Somalie: 33 morts dans une attaque shebab à Mogadiscio contre des députés

Par La rédaction

MOGADISCIO (AFP)

Trente-trois personnes dont quatre parlementaires, ont été tuées mardi dans l'attaque-suicide menée par les shebab dans un hôtel de Mogadiscio accueillant députés et officiels du gouvernement somalien (TFG), selon un nouveau bilan du ministère de l'Information.

"Le vice-président de l'Assemblée Abdiweli Sheik Ibrahim Mudey a rendu public le nom des membres du Parlement tués dans l'attaque-suicide contre l'hôtel Mona", indique un communiqué du ministère.

Les quatre députés tués sont Mohamed Hassan M. Nur, Geddi Abdi Gadid, Bulle Hassan Mo'allim et Idiris Muse Elmi.

Les autres victimes sont des employés de l'hôtel, des gardes de sécurité et des civils présents au moment de l'assaut.

Cinq autres parlementaires ont été blessés dans l'assaut, qui a fait un total de 33 tués, selon le ministère de l'Information du TFG.

 Un précédent bilan, donné peu après l'incident par le vice-Premier ministre Abdirahman Haji Adab Ibbi, faisait état de 30 tués dont six députés.

Deux assaillants, vêtus d'uniformes des forces gouvernementales, ont fait irruption mardi matin dans le hall de l'hôtel Mona, où ils ont ouvert le feu indistinctement sur toutes les personnes présentes, visitant toutes les pièces.

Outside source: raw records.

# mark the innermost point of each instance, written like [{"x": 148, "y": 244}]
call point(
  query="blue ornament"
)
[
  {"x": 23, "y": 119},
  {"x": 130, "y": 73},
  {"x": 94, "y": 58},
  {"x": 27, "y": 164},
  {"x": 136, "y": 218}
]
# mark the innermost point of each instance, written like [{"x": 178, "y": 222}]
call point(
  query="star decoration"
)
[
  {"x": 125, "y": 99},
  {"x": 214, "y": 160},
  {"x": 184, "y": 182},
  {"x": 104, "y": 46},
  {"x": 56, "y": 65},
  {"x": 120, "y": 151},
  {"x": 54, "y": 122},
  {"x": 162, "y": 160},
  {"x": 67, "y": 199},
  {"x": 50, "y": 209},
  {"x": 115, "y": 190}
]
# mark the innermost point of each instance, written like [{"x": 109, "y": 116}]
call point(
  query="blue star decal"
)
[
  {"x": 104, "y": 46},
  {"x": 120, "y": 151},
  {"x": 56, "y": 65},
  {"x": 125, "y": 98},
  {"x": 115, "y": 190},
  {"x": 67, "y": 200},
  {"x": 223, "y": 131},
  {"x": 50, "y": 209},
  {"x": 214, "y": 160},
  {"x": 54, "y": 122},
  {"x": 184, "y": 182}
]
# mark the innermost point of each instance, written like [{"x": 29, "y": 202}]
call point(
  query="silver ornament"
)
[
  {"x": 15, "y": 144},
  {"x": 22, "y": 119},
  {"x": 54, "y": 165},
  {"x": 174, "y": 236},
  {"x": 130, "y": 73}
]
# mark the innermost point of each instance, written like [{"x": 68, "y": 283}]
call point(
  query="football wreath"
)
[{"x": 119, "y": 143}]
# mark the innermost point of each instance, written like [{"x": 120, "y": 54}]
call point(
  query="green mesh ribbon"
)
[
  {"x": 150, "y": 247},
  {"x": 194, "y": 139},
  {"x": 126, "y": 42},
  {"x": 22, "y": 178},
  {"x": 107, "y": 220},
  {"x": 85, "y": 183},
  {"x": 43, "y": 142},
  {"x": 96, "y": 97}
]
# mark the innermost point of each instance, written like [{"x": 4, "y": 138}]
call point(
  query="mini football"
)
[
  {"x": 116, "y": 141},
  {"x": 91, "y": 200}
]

Les deux hommes sont ensuite montés sur le toit de l'établissement, où ils se sont donnés la mort en déclenchant des explosifs qu'ils portaient sur eux.

 L'hôtel Mona est situé à proximité de Villa Somalia, la présidence somalienne, et du Parlement, dans une zone éloignée de la ligne de front et en théorie sécurisée par le gouvernement de transition (TFG).Récemment rénové, il héberge habituellement de nombreux députés et officiels du TFG.

L'attaque a été revendiquée par les insurgés islamistes radicaux shebab, qui ont affirmé qu'elle avait été menée par des membres de leurs "forces spéciales".Elle a eu lieu au deuxième jour d'une vaste offensive shebab à Mogadiscio contre le TFG et la force de l'Union africaine (Amisom), qui ne contrôlent qu'une petite partie de la capitale.

 "Les extrémistes qui ont pris ces vies innocentes cherchent à nous terroriser, nous empêcher de vivre normalement et de suivre le chemin de la paix", a commenté le vice-président du Parlement.

"Mais de telles actions nous renforcent dans notre détermination", a-t-il assuré, rendant hommage au "sacrifice" des députés tués.